Siamese net in libtorch

Hello,
I use a simple net for a siamese network.

torch::Tensor encConv1 = conv1->forward(x);                 // CINV1_MASK_COUNT x 256x256
    torch::Tensor encRelu1 = torch::leaky_relu(encConv1);       // CINV1_MASK_COUNT x 256x256
    torch::Tensor encBN1 = torch::batch_norm(encRelu1, bn1W, bnBias1W, bnmean1W, bnvar1W, true, 0.9, 0.001, true);

    torch::Tensor encP1 = torch::max_pool2d(encBN1, 2);         // CINV1_MASK_COUNT x 128x128

    // zweiter Schritt
    torch::Tensor encConv2 = conv2->forward(encP1);             // CINV2_MASK_COUNT x 128x128
    torch::Tensor encRelu2 = torch::leaky_relu(encConv2);       // CINV2_MASK_COUNT x 128x128
    
    torch::Tensor encBN2 = torch::batch_norm(encRelu2, bn2W, bnBias2W, bnmean2W, bnvar2W, true, 0.9, 0.001, true);
    torch::Tensor encP2 = torch::max_pool2d(encRelu2, 2);       // CINV2_MASK_COUNT x 64x64

    // dritter Schritt
    torch::Tensor encConv3 = conv3->forward(encP2);          // CINV3_MASK_COUNT x 64x64
    torch::Tensor encRelu3 = torch::leaky_relu(encConv3);                     // CINV3_MASK_COUNT x 64x64
    
    torch::Tensor encBN3 = torch::batch_norm(encRelu3, bn3W, bnBias3W, bnmean3W, bnvar3W, true, 0.9, 0.001, true);
    torch::Tensor encP3 = torch::max_pool2d(encBN3, 2);    // CINV3_MASK_COUNT x 32x32

    // vierter Schritt, latent space, kein weiteres Pooling
    torch::Tensor encConv4 = conv4->forward(encP3);             // CINV4_MASK_COUNT x 32x32
    torch::Tensor encRelu4 = torch::leaky_relu(encConv4);       // CINV4_MASK_COUNT x 32x32
    
    torch::Tensor encBN4 = torch::batch_norm(encRelu4, bn4W, bnBias4W, bnmean4W, bnvar4W, true, 0.9, 0.001, true);
    torch::Tensor encP4 = torch::max_pool2d(encBN4, 2);

    // fünfter, 16x16
    torch::Tensor encConv5 = conv5->forward(encP4);             // CINV4_MASK_COUNT x 32x32
    torch::Tensor encRelu5 = torch::leaky_relu(encConv5);       // CINV4_MASK_COUNT x 32x32
    torch::Tensor encBN5 = torch::batch_norm(encRelu5, bn5W, bnBias5W, bnmean5W, bnvar5W, true, 0.9, 0.001, true);
    
    encBN5 = encBN5.view({ -1, 16 * 16 * CINV3_MASK_COUNT });
    encBN5 = fc1->forward(encBN5);

    encBN5 = fc2->forward(encBN5);

Images, 256x256, are reduced to 16x16 and given to fully connected layers, 512 and 64 neurons.

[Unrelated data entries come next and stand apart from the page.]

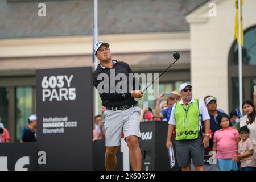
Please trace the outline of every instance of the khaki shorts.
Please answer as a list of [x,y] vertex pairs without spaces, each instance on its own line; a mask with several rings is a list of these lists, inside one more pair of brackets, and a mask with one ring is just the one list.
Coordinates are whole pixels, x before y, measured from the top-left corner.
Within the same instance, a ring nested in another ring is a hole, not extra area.
[[197,139],[176,140],[176,152],[179,166],[185,167],[191,164],[191,159],[196,166],[204,165],[204,147],[203,136],[199,134]]
[[106,147],[119,146],[123,130],[125,140],[128,136],[137,136],[139,139],[141,138],[139,130],[141,111],[141,109],[138,106],[125,110],[105,110],[103,114]]

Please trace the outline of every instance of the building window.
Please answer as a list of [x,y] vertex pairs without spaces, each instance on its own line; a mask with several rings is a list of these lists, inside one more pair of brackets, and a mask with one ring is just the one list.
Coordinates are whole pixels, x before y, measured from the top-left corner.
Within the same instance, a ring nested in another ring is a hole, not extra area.
[[0,117],[5,127],[9,129],[9,90],[8,88],[0,88]]
[[[243,101],[253,101],[256,85],[256,26],[244,31],[242,47]],[[229,110],[239,109],[238,46],[235,40],[229,54]]]

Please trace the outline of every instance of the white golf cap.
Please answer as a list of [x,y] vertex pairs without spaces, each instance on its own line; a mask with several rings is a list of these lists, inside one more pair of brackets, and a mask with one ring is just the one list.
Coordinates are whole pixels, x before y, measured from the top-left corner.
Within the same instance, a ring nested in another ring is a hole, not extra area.
[[96,53],[97,51],[98,51],[100,47],[101,47],[102,45],[105,45],[108,47],[109,47],[109,44],[107,43],[106,42],[104,41],[99,41],[94,45],[94,53]]
[[36,121],[37,119],[38,119],[38,118],[36,117],[36,114],[31,115],[28,117],[28,122],[32,121]]
[[187,86],[190,86],[192,88],[192,86],[191,84],[187,84],[187,83],[183,83],[181,85],[180,85],[180,87],[179,88],[179,91],[181,92],[182,90],[183,90]]

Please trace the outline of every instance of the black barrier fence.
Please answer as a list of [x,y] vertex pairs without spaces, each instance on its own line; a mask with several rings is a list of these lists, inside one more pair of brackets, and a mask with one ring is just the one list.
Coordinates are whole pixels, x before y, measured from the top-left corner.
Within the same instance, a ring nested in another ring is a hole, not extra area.
[[159,121],[141,123],[141,141],[139,142],[143,171],[180,170],[176,158],[175,142],[172,137],[175,166],[170,167],[168,152],[166,147],[168,125]]
[[[141,140],[139,146],[142,156],[143,171],[168,171],[180,170],[177,164],[170,168],[168,151],[165,146],[167,135],[168,124],[159,121],[152,121],[141,123]],[[92,133],[92,131],[90,131]],[[51,139],[54,139],[54,135]],[[37,143],[0,143],[0,170],[80,170],[77,167],[74,167],[73,164],[67,164],[65,167],[52,164],[57,164],[59,156],[65,156],[70,154],[70,151],[63,150],[57,153],[52,151],[44,150],[39,140]],[[117,171],[131,170],[130,165],[129,150],[123,138],[121,139],[121,145],[117,153],[117,164],[115,169]],[[89,163],[86,160],[84,166],[81,168],[84,170],[105,170],[105,140],[90,141],[86,150],[92,152],[88,155],[86,153],[81,154],[81,152],[75,153],[79,148],[82,148],[85,141],[79,139],[75,147],[73,145],[67,146],[67,148],[73,151],[76,156],[72,156],[72,158],[81,158],[79,155],[86,155],[86,158],[91,160]],[[175,143],[175,142],[174,142]],[[174,146],[175,147],[175,146]],[[74,148],[75,147],[75,148]],[[52,156],[56,156],[52,158]],[[57,159],[57,160],[56,159]],[[175,158],[176,160],[176,159]],[[92,161],[92,163],[90,163]],[[63,164],[63,163],[62,163]],[[176,162],[177,164],[177,162]],[[61,164],[62,165],[62,164]]]

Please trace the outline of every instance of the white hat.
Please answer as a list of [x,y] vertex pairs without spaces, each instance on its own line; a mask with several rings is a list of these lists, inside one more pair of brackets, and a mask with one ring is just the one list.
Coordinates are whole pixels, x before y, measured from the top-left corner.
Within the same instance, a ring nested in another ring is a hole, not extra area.
[[32,121],[36,121],[38,119],[38,118],[36,117],[36,114],[31,115],[28,117],[28,122],[31,122]]
[[190,86],[192,87],[191,84],[187,84],[187,83],[183,83],[181,85],[180,85],[180,87],[179,88],[179,90],[181,92],[182,90],[183,90],[187,86]]
[[106,45],[108,47],[109,47],[109,44],[105,42],[104,41],[99,41],[94,45],[94,53],[96,53],[97,51],[98,51],[98,48],[102,45]]

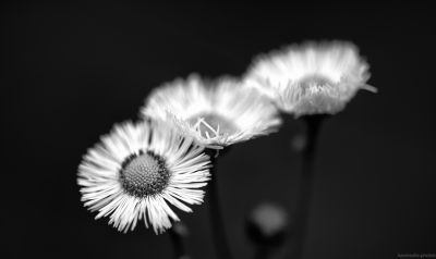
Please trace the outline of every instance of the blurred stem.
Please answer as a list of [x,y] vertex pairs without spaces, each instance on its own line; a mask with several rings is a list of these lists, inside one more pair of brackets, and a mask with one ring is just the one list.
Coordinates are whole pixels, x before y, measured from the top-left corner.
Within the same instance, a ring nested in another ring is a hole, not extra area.
[[268,246],[258,246],[254,259],[268,259],[271,254],[271,249]]
[[189,259],[183,245],[183,235],[175,230],[177,223],[173,222],[172,224],[173,226],[168,230],[168,234],[172,243],[173,257],[174,259]]
[[300,194],[293,224],[294,244],[290,257],[292,259],[301,258],[303,255],[307,232],[307,220],[310,217],[316,145],[318,132],[325,118],[325,114],[307,115],[302,118],[306,125],[306,146],[302,153]]
[[220,259],[232,259],[229,244],[226,237],[226,230],[222,220],[222,213],[219,202],[218,193],[218,173],[217,173],[217,157],[219,151],[215,149],[207,149],[206,153],[210,156],[213,168],[210,169],[211,181],[207,185],[207,197],[209,201],[209,217],[211,231],[214,236],[215,249]]

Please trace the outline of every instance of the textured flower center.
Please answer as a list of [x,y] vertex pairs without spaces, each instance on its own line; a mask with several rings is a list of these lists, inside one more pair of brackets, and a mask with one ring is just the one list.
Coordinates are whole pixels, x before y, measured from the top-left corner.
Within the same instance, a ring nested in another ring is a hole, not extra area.
[[214,113],[193,116],[190,122],[198,127],[203,137],[231,135],[238,132],[238,127],[231,121]]
[[124,190],[136,197],[161,193],[167,187],[169,177],[165,161],[152,152],[129,157],[120,172],[120,182]]
[[302,91],[314,89],[315,87],[316,88],[328,87],[331,85],[332,85],[331,79],[323,75],[310,75],[300,79],[300,87]]

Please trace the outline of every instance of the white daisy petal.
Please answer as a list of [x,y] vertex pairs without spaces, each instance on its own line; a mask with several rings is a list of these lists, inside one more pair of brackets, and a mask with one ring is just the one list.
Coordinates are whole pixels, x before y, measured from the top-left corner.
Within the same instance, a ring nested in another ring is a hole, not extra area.
[[284,112],[295,116],[335,114],[366,84],[368,64],[350,42],[308,42],[258,57],[245,75]]
[[230,77],[177,79],[152,92],[141,112],[217,149],[269,134],[281,123],[268,99]]
[[78,166],[82,201],[120,232],[144,220],[162,233],[180,220],[169,203],[191,212],[185,203],[203,202],[198,188],[209,181],[210,168],[203,149],[164,123],[116,125]]

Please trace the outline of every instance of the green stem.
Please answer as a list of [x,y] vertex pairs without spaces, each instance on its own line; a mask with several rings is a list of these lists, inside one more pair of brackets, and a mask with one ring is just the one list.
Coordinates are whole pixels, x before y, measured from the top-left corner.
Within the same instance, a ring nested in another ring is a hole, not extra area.
[[211,181],[207,185],[207,197],[209,201],[209,217],[211,231],[214,236],[215,249],[217,250],[218,258],[220,259],[232,259],[230,252],[229,244],[226,237],[226,230],[222,220],[222,213],[219,202],[219,192],[218,192],[218,173],[217,173],[217,155],[216,150],[206,150],[210,156],[213,168],[210,169]]
[[301,185],[299,200],[296,203],[296,214],[294,218],[294,244],[290,258],[298,259],[303,255],[303,248],[307,232],[307,221],[310,217],[310,205],[312,194],[312,183],[314,174],[314,160],[318,132],[325,115],[307,115],[303,120],[306,124],[306,146],[302,153],[301,164]]
[[183,235],[175,230],[175,224],[173,222],[173,226],[168,230],[172,243],[173,257],[174,259],[189,259],[190,257],[186,255],[183,245]]

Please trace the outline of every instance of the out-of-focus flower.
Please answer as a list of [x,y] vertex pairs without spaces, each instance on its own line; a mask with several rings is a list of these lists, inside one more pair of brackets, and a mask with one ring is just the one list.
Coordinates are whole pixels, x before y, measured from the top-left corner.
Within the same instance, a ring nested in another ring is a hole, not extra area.
[[245,84],[271,98],[295,116],[335,114],[366,84],[368,64],[350,42],[307,42],[259,55]]
[[144,220],[161,233],[179,221],[168,203],[191,212],[185,203],[203,202],[210,166],[203,150],[162,123],[116,125],[78,166],[82,201],[119,231]]
[[269,134],[281,123],[267,98],[230,77],[175,79],[154,90],[141,112],[217,149]]

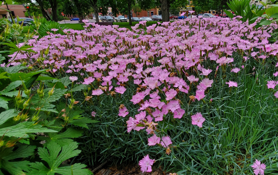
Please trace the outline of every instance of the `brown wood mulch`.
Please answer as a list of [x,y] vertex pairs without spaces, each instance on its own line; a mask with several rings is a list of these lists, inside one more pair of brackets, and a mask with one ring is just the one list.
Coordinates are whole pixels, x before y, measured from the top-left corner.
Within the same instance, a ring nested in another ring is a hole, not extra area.
[[96,170],[95,169],[92,170],[92,172],[95,175],[166,175],[160,168],[153,169],[153,171],[150,173],[142,173],[138,165],[130,165],[119,166],[120,168],[119,168],[116,165],[104,168],[101,167]]

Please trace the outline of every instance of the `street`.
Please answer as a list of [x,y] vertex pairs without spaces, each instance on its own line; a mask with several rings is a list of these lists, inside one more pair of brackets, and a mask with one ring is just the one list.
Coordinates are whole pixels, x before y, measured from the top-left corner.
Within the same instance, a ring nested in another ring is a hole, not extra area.
[[[170,21],[173,21],[172,19],[170,19]],[[89,19],[89,22],[96,22],[95,20],[93,20],[93,19]],[[100,22],[101,22],[101,21],[100,20],[99,20]],[[77,24],[78,23],[78,21],[71,21],[70,20],[65,20],[64,21],[63,20],[63,21],[59,21],[58,22],[60,24]],[[116,21],[115,22],[117,22]]]

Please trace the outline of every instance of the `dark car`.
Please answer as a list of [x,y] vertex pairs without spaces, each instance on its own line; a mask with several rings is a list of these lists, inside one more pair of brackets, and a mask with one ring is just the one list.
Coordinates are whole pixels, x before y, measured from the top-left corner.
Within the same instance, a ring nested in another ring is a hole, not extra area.
[[131,18],[131,21],[133,22],[138,22],[141,20],[137,17],[133,17]]
[[186,18],[187,18],[187,17],[186,16],[185,16],[185,18],[184,18],[184,17],[185,16],[179,16],[178,18],[178,19],[185,19]]
[[103,18],[101,19],[101,21],[103,22],[115,22],[114,19],[110,16],[103,16]]
[[178,19],[178,16],[175,16],[173,15],[170,15],[170,17],[169,18],[170,19]]
[[79,21],[79,18],[74,18],[70,19],[71,21]]
[[20,19],[20,20],[24,20],[24,21],[26,22],[32,22],[35,21],[33,19],[29,18],[19,18],[19,19]]
[[[8,19],[8,20],[9,20],[10,22],[11,22],[11,23],[13,23],[13,22],[12,21],[11,19]],[[15,19],[15,22],[16,23],[17,22],[17,20],[16,19]],[[25,21],[25,20],[24,21],[23,20],[22,21],[20,21],[18,22],[19,24],[20,24],[20,25],[21,25],[21,24],[22,24],[23,23],[23,24],[22,25],[23,26],[28,26],[32,25],[32,24],[30,22]]]
[[152,18],[152,19],[154,21],[162,21],[162,17],[160,16],[153,16]]

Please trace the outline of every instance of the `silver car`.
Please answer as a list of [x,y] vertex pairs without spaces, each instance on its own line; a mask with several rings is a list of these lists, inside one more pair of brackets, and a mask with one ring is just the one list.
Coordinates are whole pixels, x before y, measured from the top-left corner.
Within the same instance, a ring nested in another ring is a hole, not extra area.
[[203,16],[203,18],[214,18],[217,17],[216,16],[213,15],[212,14],[210,13],[204,13],[204,16]]
[[153,20],[148,17],[142,17],[140,18],[141,21],[152,21]]

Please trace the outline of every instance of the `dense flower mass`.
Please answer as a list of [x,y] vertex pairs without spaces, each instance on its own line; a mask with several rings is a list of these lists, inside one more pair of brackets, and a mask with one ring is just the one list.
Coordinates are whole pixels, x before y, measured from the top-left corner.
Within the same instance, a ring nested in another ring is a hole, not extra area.
[[[262,62],[276,55],[278,45],[268,43],[273,29],[256,29],[255,24],[228,18],[158,24],[147,27],[141,22],[130,31],[116,25],[86,23],[88,28],[83,31],[67,29],[65,35],[51,33],[40,40],[34,38],[28,43],[33,46],[34,52],[11,55],[11,63],[1,66],[21,62],[27,67],[50,68],[53,76],[65,74],[73,84],[75,82],[89,88],[88,100],[93,96],[98,100],[102,96],[118,98],[132,92],[130,101],[121,105],[118,114],[127,116],[128,132],[144,130],[148,145],[158,145],[169,155],[169,145],[175,141],[157,128],[159,122],[186,119],[198,130],[203,129],[200,128],[207,124],[206,119],[191,105],[211,104],[212,97],[208,92],[216,80],[222,82],[223,87],[228,84],[231,89],[238,87],[237,77],[226,75],[238,76],[243,71],[235,66],[243,70],[250,59]],[[89,27],[90,25],[92,27]],[[242,58],[235,66],[236,52]],[[43,60],[42,54],[46,58]],[[277,84],[270,80],[267,86],[274,89]],[[275,95],[278,98],[277,92]],[[134,117],[124,106],[132,104],[137,111]],[[95,114],[92,112],[92,116]],[[151,171],[154,161],[145,156],[139,161],[141,170]]]

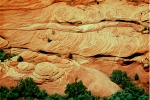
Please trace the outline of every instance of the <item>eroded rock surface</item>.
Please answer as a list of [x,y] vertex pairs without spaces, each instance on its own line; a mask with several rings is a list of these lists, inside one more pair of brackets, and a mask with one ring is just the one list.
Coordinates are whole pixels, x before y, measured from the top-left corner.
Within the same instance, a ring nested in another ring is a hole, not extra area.
[[115,69],[147,83],[148,7],[147,0],[0,0],[0,49],[17,54],[0,62],[0,85],[32,77],[63,95],[78,78],[93,94],[110,96],[121,89],[108,78]]

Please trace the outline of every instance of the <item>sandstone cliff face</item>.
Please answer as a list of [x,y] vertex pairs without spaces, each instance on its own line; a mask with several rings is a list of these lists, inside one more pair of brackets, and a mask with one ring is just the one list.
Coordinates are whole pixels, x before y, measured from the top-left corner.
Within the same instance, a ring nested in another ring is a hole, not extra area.
[[49,94],[63,95],[78,77],[95,95],[110,96],[120,89],[108,78],[115,69],[149,81],[147,0],[0,2],[0,49],[17,54],[0,62],[1,85],[32,77]]

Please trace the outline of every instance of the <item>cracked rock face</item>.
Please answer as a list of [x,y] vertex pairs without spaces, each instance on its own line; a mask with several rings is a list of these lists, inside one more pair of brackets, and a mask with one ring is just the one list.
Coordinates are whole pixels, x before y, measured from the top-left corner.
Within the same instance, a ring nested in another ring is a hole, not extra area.
[[110,96],[120,90],[108,78],[115,69],[147,83],[148,7],[148,0],[0,0],[0,49],[17,54],[0,62],[0,85],[32,77],[63,95],[78,77],[93,94]]

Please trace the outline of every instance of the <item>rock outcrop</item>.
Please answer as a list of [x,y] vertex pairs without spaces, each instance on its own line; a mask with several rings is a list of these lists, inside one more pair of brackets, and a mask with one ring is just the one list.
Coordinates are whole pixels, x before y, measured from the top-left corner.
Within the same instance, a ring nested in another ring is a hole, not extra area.
[[63,95],[78,78],[110,96],[121,89],[108,78],[115,69],[147,83],[149,13],[148,0],[0,0],[0,49],[17,54],[0,62],[0,85],[32,77]]

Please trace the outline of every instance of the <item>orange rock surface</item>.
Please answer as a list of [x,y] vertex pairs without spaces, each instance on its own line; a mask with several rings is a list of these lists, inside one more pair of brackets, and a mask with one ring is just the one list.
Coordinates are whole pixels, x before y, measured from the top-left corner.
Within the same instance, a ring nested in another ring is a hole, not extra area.
[[0,0],[0,49],[17,54],[0,62],[0,85],[31,77],[64,95],[78,78],[102,97],[121,89],[109,79],[115,69],[149,82],[148,7],[148,0]]

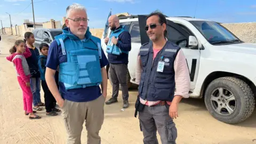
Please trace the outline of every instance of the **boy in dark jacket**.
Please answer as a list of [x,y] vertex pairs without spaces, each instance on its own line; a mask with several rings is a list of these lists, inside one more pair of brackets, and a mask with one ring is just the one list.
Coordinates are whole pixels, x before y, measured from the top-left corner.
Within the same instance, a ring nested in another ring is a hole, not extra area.
[[57,116],[58,114],[56,112],[60,112],[60,110],[55,107],[55,100],[53,95],[49,90],[45,81],[45,70],[46,67],[47,55],[48,55],[48,50],[49,46],[46,43],[42,43],[39,46],[40,52],[43,55],[39,55],[38,58],[39,71],[40,71],[42,87],[44,92],[44,101],[45,103],[45,109],[46,110],[46,115]]

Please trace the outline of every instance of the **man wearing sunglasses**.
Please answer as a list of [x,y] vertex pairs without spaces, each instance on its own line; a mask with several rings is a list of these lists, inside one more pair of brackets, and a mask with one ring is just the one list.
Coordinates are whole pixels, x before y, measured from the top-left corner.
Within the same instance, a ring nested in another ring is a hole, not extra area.
[[[139,83],[135,103],[144,143],[175,143],[178,104],[188,98],[190,77],[180,48],[167,41],[166,19],[159,12],[147,17],[147,31],[151,42],[141,46],[137,59],[136,81]],[[171,35],[172,34],[170,34]]]
[[131,35],[120,26],[119,19],[116,15],[109,17],[108,23],[111,31],[109,38],[106,38],[105,42],[107,45],[106,51],[109,62],[109,74],[113,83],[113,93],[112,97],[106,102],[106,104],[110,105],[117,102],[120,84],[123,95],[123,108],[127,108],[129,106],[129,94],[126,75],[129,52],[131,48]]

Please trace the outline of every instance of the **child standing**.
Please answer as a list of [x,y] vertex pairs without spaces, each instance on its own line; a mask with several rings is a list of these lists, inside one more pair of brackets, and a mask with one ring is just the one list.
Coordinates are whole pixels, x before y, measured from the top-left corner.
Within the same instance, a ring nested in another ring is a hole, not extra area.
[[45,70],[46,67],[47,55],[48,55],[48,50],[49,46],[46,43],[42,43],[39,46],[40,52],[43,54],[39,56],[38,66],[39,71],[41,76],[42,87],[44,92],[44,101],[45,103],[45,109],[46,110],[46,115],[47,116],[57,116],[58,114],[56,112],[60,112],[60,110],[55,108],[55,98],[52,95],[52,93],[50,91],[47,86],[45,81]]
[[26,43],[26,46],[30,51],[31,57],[26,59],[30,71],[30,84],[31,91],[33,94],[33,109],[36,110],[42,110],[40,106],[44,106],[44,103],[41,102],[40,95],[41,79],[40,73],[39,72],[38,61],[39,55],[39,51],[35,47],[33,44],[35,43],[35,36],[31,32],[26,32],[24,35],[24,41]]
[[25,115],[29,116],[29,119],[39,119],[41,117],[35,115],[32,110],[33,94],[30,90],[29,78],[30,73],[26,58],[31,56],[31,52],[28,48],[25,47],[25,43],[22,40],[18,40],[15,45],[10,50],[12,54],[6,59],[13,63],[16,69],[18,81],[23,92],[23,103]]

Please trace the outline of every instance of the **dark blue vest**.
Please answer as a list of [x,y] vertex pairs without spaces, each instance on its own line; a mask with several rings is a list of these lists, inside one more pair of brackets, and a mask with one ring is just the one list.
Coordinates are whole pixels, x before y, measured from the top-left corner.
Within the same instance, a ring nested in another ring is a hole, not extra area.
[[[172,101],[175,91],[174,62],[180,47],[167,41],[153,61],[153,43],[140,49],[142,73],[139,86],[140,97],[145,100]],[[158,61],[164,61],[163,72],[157,71]]]

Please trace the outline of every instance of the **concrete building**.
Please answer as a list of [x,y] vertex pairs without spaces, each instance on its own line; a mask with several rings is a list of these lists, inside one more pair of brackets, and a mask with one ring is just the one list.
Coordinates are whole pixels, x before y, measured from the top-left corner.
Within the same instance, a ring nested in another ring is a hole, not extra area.
[[[43,23],[35,22],[36,28],[43,28]],[[29,20],[24,20],[23,23],[25,26],[25,28],[34,28],[34,22],[29,21]]]

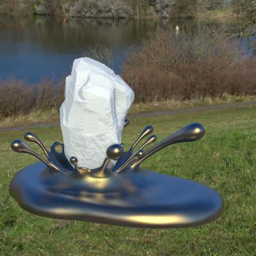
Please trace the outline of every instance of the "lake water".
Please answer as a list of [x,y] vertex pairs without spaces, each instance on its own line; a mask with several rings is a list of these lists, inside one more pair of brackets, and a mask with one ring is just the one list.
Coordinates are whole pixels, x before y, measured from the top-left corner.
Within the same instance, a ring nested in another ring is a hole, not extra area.
[[[125,51],[140,45],[148,33],[177,24],[194,30],[202,26],[223,28],[225,22],[194,20],[110,20],[47,17],[0,17],[0,79],[14,77],[29,83],[43,77],[59,79],[70,73],[75,58],[99,44],[113,52],[113,68],[120,73]],[[246,41],[243,42],[248,46]],[[250,49],[249,49],[250,51]]]

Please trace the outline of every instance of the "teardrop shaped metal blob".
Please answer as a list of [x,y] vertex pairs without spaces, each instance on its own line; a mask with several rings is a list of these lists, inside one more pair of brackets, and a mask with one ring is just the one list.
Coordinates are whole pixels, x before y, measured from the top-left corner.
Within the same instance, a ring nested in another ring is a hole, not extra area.
[[136,151],[130,158],[127,160],[124,164],[120,166],[117,170],[113,171],[115,173],[118,173],[123,170],[124,170],[126,167],[127,167],[131,163],[132,163],[135,160],[139,159],[141,158],[144,155],[144,152],[141,149],[139,149]]
[[145,151],[143,156],[132,164],[132,167],[136,168],[150,156],[167,146],[181,142],[195,141],[201,139],[205,133],[205,130],[202,124],[198,123],[189,124]]
[[77,163],[78,160],[77,158],[75,157],[74,156],[72,156],[69,160],[70,163],[74,164],[76,167],[76,168],[77,168]]
[[130,120],[129,119],[125,119],[124,120],[124,127],[126,127],[130,124]]
[[145,142],[145,143],[140,148],[140,149],[142,149],[148,145],[149,144],[151,144],[154,142],[155,142],[157,140],[157,136],[156,135],[152,135],[150,136]]
[[113,144],[107,148],[107,157],[112,160],[118,160],[124,153],[124,148],[120,144]]
[[36,143],[42,149],[47,159],[50,159],[49,152],[36,135],[32,132],[27,132],[24,134],[24,137],[26,140]]
[[62,170],[52,163],[49,162],[48,160],[43,158],[38,153],[35,151],[31,147],[29,147],[26,142],[20,140],[15,140],[13,141],[11,143],[11,147],[16,152],[18,153],[27,153],[30,154],[32,156],[34,156],[36,158],[38,158],[40,161],[42,161],[47,166],[50,167],[52,169],[55,170],[56,171],[64,171],[68,172],[65,170]]
[[69,159],[70,162],[74,165],[75,170],[80,173],[85,174],[91,172],[91,170],[85,167],[79,167],[78,166],[78,159],[74,156],[72,156]]
[[142,131],[141,134],[140,135],[138,138],[133,143],[132,146],[129,149],[129,152],[130,154],[132,152],[132,150],[134,149],[135,147],[138,145],[138,143],[143,140],[145,137],[147,137],[148,135],[151,134],[153,132],[154,127],[152,125],[147,125]]

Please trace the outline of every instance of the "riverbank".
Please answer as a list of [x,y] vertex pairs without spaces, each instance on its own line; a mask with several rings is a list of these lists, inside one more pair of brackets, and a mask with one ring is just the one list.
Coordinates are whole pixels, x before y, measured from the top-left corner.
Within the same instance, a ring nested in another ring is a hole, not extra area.
[[[246,103],[256,104],[256,95],[232,96],[224,94],[218,98],[205,98],[204,99],[193,99],[189,100],[177,101],[168,100],[164,102],[152,102],[133,104],[128,113],[132,118],[137,116],[152,116],[163,115],[175,115],[180,113],[196,112],[207,110],[214,110],[222,108],[233,108],[247,106]],[[245,103],[245,104],[243,104]],[[237,105],[236,105],[237,104]],[[152,114],[153,113],[153,114]],[[19,115],[0,118],[0,132],[19,130],[19,127],[44,127],[47,124],[56,124],[58,125],[60,116],[56,109],[48,111],[35,111],[28,115]]]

The training loads batches with size 32, 1. image 32 times and 2., 3. 4… After wrap around 2. image 32 times and 3., 4., 5… and so on. Every image is an anchor. Only positive images.
Contrastive loss to compare the output of.

auto output1 = net->forward(input);
            auto output2 = net->forward(target);

            //auto loss = criterion(output, input);// target);

            torch::Tensor diff = output1 - output2;
            torch::Tensor dist_sq = sum(pow(diff, 2), 1);
            torch::Tensor loss = sqrt(dist_sq);

            try
            {
                loss.mean().backward();
            }
            catch (const c10::Error& e)
            {
                std::cout << e.msg() << std::endl;
            }

            optimizer.step();    // Does the update

Because the vector loss cannot be used, mean() is called before backward().

Did I understand siamese networks correctly? It is only a first try, I want to use SIMSIAM, which is built to use only positives.

Many thanks for your help.